W śledztwie nadzorowanym przez bydgoską prokuraturę dotychczas 111 osób usłyszało zarzuty. Przeciwko 76 z nich do sądu skierowano akty oskarżenia, a wobec czterech sprawy zostały warunkowo umorzone. - Na podstawie materiałów dowodowych zgromadzonych przez policjantów, prokuratorzy przedstawili zarzuty naruszenia ustawy o bezpieczeństwie imprez masowych, głównie w zakresie wtargnięcia na płytę boiska, rzucania różnymi przedmiotami w kierunku ochrony.

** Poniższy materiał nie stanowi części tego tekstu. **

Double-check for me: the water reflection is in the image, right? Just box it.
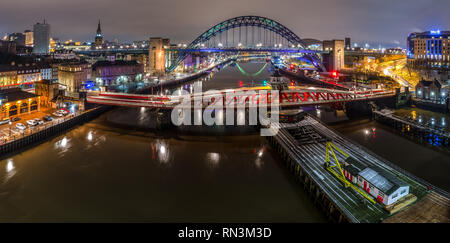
[362,128,376,139]
[4,158,16,183]
[395,107,449,132]
[411,110,417,120]
[6,159,14,173]
[254,147,265,169]
[85,130,106,149]
[206,152,220,169]
[152,140,170,164]
[54,137,71,157]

Niektóre z osób były przy tym zamaskowane szalikami lub częściami garderoby - dodała rzeczniczka.
Wobec 104 podejrzanych prokurator zastosował policyjne dozory oraz zakazy stadionowe, które obowiązywać będę na meczach piłki nożnej w Polsce, ale także podczas EURO 2012 na terenie Ukrainy. Wobec czterech podejrzanych ustanowiono także poręczenia majątkowe. Po wydaniu zgody przez prokuratora na publikację wizerunków pseudokibiców na stronach internetowych poznańskiej i warszawskiej policji, kilka z tych osób dobrowolnie stawiło się w prokuraturze w Bydgoszczy.

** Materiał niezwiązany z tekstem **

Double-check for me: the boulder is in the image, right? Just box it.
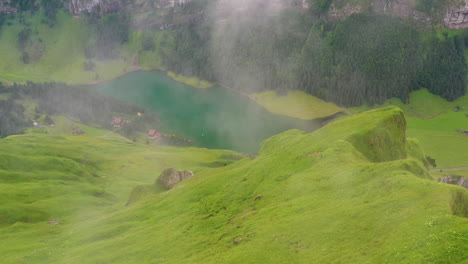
[438,175,468,189]
[157,168,194,189]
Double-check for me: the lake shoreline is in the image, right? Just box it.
[81,68,346,123]
[1,65,344,123]
[92,71,324,152]
[81,68,213,89]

Zamieszki na stadionie Zawiszy wydarzyły się 3 maja ubiegłego roku. Bezpośrednio po zakończeniu finału Pucharu Polski pseudokibice zaczęli niszczyć krzesła i ogrodzenie, wdarli się na murawę, gdzie poturbowali operatorkę telewizyjną, zniszczyli reklamy elektroniczne i głośniki. Pracownicy firm ochroniarskich nie byli w stanie przywrócić porządku na stadionie, a kres zajściom położyła dopiero interwencja policji.
Szkody na stadionie wyceniono na 82,5 tys. zł. Wartość zniszczonych ekranów reklamowych oszacowano na 200 tys. zł, uszkodzona kamera telewizyjna była warta 150 tys. zł. Koszty policji związane z pilnowaniem i przywracaniem porządku na stadionie sięgnęły 932 tys. zł. W połowie czerwca Polski Związek Piłki Nożnej zapłacił gospodarzowi stadionu 82,5 tys. złotych za szkody wyrządzone przez kibiców.